The European pension tracking service (ETS) for cross-border pensions could become operational in its most basic form within two years, according to officials involved in the project.
At a conference on pensions communication in Belgium this week, Steven Janssen, director of Belgian social security data bank Sigedis – a partner in the ETS project – told IPE he expected that the Belgian and Dutch tracking systems could be connected within 18-24 months.
A link with data banks in Denmark, Sweden and Norway could follow soon, according to Janssen.
He said that the ETS would initially focus on first and second pillar pensions, providing information about whether cross-border workers – estimated at 3% of the employee population – have pension rights elsewhere, the providers involved, and the value of the entitlement.
Claudia Wegner-Wahnschaffe, ETS’s project leader, said that the European tracking system would ultimately comprise three layers of information.
However, it could take up to 12 years before the complete system was up and running in all EU member states, she added.

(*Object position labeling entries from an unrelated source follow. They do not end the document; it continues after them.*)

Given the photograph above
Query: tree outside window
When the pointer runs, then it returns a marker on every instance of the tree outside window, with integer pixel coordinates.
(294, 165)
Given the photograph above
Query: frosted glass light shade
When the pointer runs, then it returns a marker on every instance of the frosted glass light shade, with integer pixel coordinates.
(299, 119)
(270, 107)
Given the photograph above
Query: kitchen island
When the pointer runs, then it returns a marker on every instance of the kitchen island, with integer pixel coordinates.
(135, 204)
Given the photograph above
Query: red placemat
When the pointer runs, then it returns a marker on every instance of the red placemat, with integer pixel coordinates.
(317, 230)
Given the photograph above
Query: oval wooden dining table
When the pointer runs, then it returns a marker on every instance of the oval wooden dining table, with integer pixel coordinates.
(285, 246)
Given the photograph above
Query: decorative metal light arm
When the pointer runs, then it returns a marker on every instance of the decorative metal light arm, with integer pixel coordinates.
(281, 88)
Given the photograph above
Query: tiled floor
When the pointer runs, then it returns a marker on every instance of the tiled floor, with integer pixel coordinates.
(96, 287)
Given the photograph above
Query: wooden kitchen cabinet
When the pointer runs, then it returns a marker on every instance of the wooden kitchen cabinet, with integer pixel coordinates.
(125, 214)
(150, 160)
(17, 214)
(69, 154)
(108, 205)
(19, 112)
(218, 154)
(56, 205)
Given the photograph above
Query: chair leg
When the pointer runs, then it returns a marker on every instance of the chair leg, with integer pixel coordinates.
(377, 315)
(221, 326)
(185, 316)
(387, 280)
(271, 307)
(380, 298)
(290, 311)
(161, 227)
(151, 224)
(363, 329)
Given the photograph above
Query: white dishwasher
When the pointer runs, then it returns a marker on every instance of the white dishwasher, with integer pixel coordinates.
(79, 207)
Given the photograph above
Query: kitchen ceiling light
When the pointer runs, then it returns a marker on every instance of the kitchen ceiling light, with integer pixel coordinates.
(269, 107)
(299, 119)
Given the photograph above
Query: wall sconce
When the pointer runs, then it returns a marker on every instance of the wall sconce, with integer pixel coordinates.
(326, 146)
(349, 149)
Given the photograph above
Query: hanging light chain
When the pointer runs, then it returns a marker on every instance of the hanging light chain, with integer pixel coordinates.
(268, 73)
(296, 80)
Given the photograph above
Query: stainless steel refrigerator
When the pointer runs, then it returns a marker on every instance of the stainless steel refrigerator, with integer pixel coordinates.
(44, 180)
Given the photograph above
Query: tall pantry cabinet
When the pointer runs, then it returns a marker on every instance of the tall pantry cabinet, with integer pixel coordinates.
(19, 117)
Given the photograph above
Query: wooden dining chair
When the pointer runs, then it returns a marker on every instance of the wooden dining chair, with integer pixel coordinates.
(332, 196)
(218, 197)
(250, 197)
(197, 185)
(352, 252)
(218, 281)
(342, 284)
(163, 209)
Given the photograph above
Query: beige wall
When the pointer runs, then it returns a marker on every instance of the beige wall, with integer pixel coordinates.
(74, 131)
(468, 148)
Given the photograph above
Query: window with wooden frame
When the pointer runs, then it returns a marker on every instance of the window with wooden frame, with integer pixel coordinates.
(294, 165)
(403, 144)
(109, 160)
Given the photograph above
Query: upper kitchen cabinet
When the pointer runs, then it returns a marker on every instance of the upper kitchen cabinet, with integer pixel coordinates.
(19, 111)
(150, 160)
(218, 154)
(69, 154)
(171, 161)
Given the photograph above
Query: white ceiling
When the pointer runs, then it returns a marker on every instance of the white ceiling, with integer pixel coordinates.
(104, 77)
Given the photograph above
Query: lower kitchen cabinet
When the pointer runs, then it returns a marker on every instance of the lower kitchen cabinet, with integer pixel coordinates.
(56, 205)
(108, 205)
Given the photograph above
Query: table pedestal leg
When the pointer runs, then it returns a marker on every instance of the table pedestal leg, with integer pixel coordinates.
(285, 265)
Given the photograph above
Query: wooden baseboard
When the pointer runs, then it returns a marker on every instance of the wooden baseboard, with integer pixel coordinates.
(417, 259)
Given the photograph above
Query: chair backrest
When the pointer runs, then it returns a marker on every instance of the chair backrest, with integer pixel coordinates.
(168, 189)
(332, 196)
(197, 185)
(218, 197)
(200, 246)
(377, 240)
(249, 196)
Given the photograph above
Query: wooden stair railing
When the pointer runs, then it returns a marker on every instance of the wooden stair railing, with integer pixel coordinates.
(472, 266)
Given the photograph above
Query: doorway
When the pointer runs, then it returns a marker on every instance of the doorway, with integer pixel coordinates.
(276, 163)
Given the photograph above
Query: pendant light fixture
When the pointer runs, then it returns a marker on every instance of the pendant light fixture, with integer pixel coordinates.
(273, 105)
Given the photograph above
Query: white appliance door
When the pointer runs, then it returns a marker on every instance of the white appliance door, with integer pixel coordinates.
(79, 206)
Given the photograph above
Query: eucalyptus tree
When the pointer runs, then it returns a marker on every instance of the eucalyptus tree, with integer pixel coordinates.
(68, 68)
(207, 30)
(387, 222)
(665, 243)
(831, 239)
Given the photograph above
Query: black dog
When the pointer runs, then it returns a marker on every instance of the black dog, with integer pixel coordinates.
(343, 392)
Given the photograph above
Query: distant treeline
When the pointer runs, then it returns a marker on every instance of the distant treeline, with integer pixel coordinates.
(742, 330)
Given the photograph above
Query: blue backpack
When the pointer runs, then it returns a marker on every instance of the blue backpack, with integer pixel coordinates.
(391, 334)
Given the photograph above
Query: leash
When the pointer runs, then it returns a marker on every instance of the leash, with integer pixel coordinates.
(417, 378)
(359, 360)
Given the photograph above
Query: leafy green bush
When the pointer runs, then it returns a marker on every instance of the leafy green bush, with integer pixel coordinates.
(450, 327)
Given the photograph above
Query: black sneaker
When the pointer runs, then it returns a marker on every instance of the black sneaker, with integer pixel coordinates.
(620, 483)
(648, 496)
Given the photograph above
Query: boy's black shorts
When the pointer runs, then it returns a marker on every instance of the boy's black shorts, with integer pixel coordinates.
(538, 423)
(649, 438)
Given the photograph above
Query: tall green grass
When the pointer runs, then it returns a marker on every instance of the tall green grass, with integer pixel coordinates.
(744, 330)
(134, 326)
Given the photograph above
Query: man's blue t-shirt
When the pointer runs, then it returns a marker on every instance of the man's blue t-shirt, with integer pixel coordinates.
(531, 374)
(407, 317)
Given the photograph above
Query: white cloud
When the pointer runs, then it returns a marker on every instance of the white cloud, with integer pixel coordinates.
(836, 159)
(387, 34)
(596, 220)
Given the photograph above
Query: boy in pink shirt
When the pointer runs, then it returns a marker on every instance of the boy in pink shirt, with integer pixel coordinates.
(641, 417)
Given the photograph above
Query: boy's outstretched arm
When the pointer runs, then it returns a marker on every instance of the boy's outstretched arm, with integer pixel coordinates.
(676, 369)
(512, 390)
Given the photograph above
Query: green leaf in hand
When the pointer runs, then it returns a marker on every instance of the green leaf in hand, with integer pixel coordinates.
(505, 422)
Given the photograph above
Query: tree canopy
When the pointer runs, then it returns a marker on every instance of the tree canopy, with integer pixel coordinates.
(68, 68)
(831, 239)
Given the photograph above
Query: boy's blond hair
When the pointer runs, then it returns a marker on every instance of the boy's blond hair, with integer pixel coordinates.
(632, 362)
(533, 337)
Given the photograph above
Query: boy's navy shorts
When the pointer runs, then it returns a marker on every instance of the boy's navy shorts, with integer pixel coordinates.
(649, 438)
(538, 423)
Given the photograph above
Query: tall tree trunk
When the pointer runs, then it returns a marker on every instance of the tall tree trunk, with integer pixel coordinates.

Wegner-Wahnschaffe said the structure of the project organisation had to established and the issue of data security still had to be addressed.
She said that the project would be presented to stakeholders in September, when “open working groups” would start, focusing on subjects such as IT and exchange with national tracking services.

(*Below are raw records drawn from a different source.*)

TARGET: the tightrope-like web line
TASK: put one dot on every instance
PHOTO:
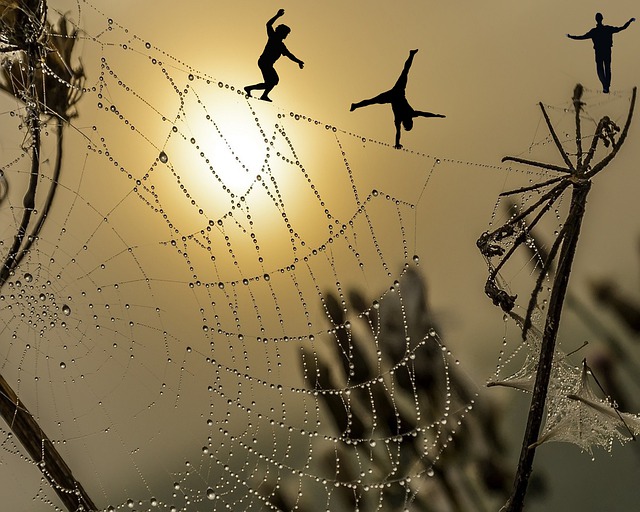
(184, 328)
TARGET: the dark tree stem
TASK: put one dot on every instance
(547, 349)
(580, 181)
(15, 414)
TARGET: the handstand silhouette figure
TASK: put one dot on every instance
(403, 114)
(273, 50)
(602, 37)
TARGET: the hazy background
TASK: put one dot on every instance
(485, 67)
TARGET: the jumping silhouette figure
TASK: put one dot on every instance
(273, 50)
(403, 114)
(602, 37)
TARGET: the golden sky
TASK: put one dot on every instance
(484, 65)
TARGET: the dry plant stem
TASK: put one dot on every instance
(580, 181)
(42, 451)
(17, 417)
(49, 200)
(547, 349)
(28, 202)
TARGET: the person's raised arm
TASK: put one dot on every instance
(583, 36)
(623, 27)
(270, 23)
(419, 113)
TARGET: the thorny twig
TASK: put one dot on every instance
(577, 177)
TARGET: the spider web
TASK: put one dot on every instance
(183, 327)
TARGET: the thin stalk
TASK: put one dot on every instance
(42, 451)
(543, 374)
(35, 232)
(29, 200)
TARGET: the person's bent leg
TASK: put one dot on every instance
(380, 99)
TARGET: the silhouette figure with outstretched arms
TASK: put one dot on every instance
(403, 114)
(273, 50)
(602, 37)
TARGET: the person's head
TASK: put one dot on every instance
(282, 31)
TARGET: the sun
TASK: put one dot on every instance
(228, 148)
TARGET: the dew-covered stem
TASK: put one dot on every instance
(547, 349)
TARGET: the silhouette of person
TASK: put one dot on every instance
(403, 114)
(273, 50)
(602, 37)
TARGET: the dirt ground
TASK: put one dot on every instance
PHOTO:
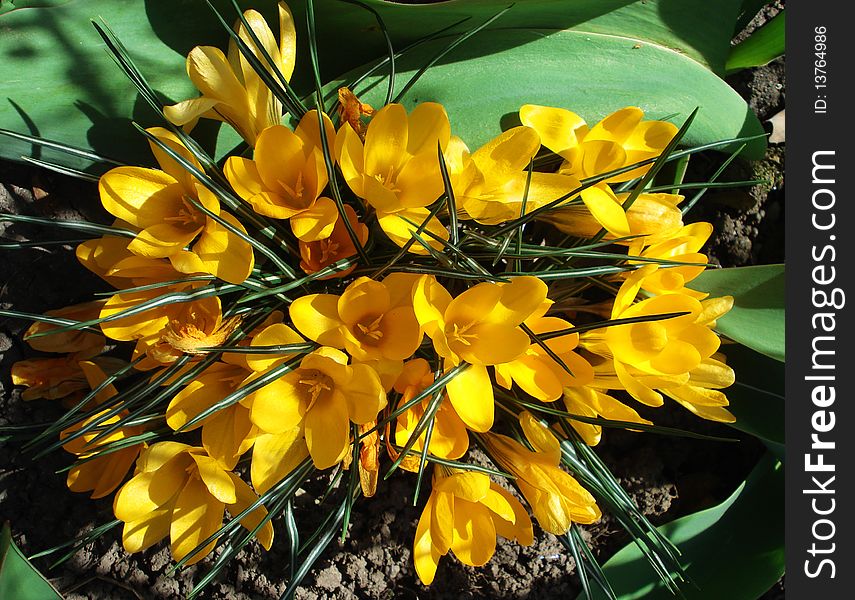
(668, 477)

According to Sigedis’ Janssen, the main challenges faced by the ETS project were obtaining and standardising the information and exchanging data with pension registers in individual countries.
He added that it was unlikely that the UK would feed data into the ETS as it was due to exit the EU, but data in the European system would remain available to UK users.
The ETS project started last month, and is supported by the European Social Insurance Platform and the European Association for the Public Sector Pension Institutions.
The system is likely to be based on Find Your Pension (FYP), the German cross-border tracking service for academics, which was launched in 2011 with the support of the German government.
Wegner-Wahnschaffe, who is also project manager of FYP, said the German initiative had “facilitated and fostered professional mobility”.
During a panel discussion at the conference, a majority of experts highlighted that the ETS should – at least initially – be kept simple, follow a step-by-step approach, and leave the provision of more detailed information to the local tracking services.
The ETS should also take local system characteristics into account.
Most panel members also rejected the introduction of a legal obligation for countries to participate in the European tracking system, and emphasised the importance of testing developed solutions.